Due to its proximity to Attica, Kéa (also called “Tzia”) is an easily accessible beauty with a scenery variety: steep mountains, small fields, olive groves, vineyards, valleys, picturesque coves, exciting hiking trails and off-the-beaten-track beaches. On the island with the largest oak forest in the Cyclades bird-watching is a real delight. For those who are into geology, there are plenty of small caves (like in Kálamos and in Áyios Timótheos). 36 km long cobbled trails will lead you to the four city-states of the ancient times: Ioulis, Karthaia, Koressia, Poiessa).
Situated in the centre of the island, at the site of the ancient city-state by the same name, the capital of Kéa (or Tziá), Ioulis, is a very picturesque town with ceramic-tile roofed houses, cobbled streets, arched passages, steps and squares.

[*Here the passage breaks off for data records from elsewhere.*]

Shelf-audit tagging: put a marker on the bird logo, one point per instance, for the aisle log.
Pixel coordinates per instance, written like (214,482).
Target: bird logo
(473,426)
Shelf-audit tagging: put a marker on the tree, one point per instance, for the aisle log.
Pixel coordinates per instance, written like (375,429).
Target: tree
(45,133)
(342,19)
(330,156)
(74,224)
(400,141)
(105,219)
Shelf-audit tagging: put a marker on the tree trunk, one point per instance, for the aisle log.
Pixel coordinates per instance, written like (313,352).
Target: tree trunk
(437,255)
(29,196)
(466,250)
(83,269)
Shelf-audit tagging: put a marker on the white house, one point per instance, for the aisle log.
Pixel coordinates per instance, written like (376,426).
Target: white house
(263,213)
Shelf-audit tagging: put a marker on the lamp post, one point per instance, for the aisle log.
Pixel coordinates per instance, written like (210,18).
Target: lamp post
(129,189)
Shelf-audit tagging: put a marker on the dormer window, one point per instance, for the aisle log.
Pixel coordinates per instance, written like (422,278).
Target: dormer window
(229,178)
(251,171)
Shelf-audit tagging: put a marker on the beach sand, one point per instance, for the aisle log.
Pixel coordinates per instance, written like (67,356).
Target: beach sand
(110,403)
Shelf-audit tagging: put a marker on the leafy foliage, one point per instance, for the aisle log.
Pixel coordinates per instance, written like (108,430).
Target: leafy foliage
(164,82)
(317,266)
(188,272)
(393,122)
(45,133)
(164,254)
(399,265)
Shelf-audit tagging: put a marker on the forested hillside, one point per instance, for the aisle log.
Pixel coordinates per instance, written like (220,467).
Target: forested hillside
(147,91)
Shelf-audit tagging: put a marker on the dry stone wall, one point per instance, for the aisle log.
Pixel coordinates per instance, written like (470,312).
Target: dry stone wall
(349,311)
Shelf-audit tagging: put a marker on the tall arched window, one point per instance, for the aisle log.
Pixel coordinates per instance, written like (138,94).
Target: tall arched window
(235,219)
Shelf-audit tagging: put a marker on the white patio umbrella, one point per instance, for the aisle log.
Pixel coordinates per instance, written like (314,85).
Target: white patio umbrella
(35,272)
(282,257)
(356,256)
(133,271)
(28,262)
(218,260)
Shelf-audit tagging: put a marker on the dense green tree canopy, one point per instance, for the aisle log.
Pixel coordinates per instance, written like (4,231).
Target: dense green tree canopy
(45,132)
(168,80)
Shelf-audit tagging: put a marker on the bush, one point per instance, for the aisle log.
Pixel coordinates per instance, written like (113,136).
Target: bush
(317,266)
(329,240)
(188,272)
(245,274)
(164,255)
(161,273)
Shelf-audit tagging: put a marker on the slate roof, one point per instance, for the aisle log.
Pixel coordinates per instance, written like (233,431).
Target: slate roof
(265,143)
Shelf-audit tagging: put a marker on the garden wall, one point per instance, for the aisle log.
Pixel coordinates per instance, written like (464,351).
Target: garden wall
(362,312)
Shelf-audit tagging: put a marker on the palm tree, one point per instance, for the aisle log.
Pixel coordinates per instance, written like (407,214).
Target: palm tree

In the area of Cavo Doro there are also many more or less ancient shipwrecks. It is believed that the Greek ships were wrecked here on the way back from Troy. As technology has advanced, the passage is now safer and became a challenge for people who enjoy sailing; in a way, passing by Cavo Doro is considered to be an extra badge of skill for sailors.
In Kea’s waters lies the wreck of the Britannic, sister ship to the Titanic, a favourite destination for diving enthusiasts.
In July, the Tale Festival is held: fabulists from all over the world come here to enchant children and grown-ups with their stories. Cultural events including theatrical shows, concerts and sports events are the attraction between August 1-19 in July.